Book Review: The Hidden Reality

Physicist Brian Greene’s latest popular science publication, The Hidden Reality, is a departure from his previous works in that domain. Subtitled Parallel Universes and the Deep Laws of the Cosmos, it sure sounds like something the deep-thinking writer of The Elegant Universe and Fabric of the Cosmos would write. But while his first two books serve as excellent primers on modern physics and modern cosmology, respectively, Greene isn’t interested in rehashing all that here.

Don’t get me wrong. For anyone looking to get a firm conceptual grasp on the deep physical laws which (apparently) govern the reality we live in, those titles are exactly where I’ll steer you. But there’s an untapped audience more interested in some of the implications of today’s cutting-edge physics than the details of the theories themselves.

To wit: parallel universes. The concept has spawned sub-genres in both science fiction and fantasy (alternate history and urban fantasy being perhaps the most prominent examples). More broadly speaking, most genre fiction imagines worlds perhaps highly disparate or only slightly tweaked from the one we know so intimately.

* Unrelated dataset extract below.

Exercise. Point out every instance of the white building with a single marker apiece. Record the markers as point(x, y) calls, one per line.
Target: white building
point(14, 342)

What makes The Hidden Reality a little more accessible than its written antecedents is its survey nature. Each chapter discusses a different theoretical multiverse, each implied by a different physical theory.

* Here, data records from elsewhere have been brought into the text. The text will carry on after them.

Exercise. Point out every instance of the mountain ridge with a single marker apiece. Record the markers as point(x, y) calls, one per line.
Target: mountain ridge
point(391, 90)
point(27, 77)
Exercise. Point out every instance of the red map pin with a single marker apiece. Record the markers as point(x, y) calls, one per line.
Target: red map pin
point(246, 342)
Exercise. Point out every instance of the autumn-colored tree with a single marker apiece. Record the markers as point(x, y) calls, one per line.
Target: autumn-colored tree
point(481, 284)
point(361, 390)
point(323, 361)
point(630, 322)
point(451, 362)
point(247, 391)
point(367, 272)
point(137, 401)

Our own three-dimensions of space and one of time might in fact be something akin to spots growing on the soap bubbles of a higher-dimensional brane, as described in string theory. We might exist in a virtual world, simulated on one of many computers in the “real” universe. We might find countless, infinitesimally-different versions of ourselves living in different quantum realities, endlessly splitting.

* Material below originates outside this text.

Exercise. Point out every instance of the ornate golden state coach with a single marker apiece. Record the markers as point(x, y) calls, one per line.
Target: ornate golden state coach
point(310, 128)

Greene wisely introduces the requisite scientific background only as needed, rather than spending the first third or half of the book slowly building up the edifices of quantum physics, general relativity, and inflationary cosmology.

It’s intriguing to imagine that one or several of these versions of a multiverse may actually exist, in some cases may be discoverable, and, depending on how they come about, may describe very different arrays of parallel realities. The idea of another version of you that is allergic to shrimp is interesting enough, but the concept of different universes with different fundamental constants, different origins and destinies, is fascinating in a different way.

I probably wouldn’t recommend this title to the decidedly casual reader. This is still Brian Greene, technically accurate, cogently argued, but intellectually demanding. But anyone with at least a passing interest in the real science behind other worlds should find The Hidden Reality illuminating.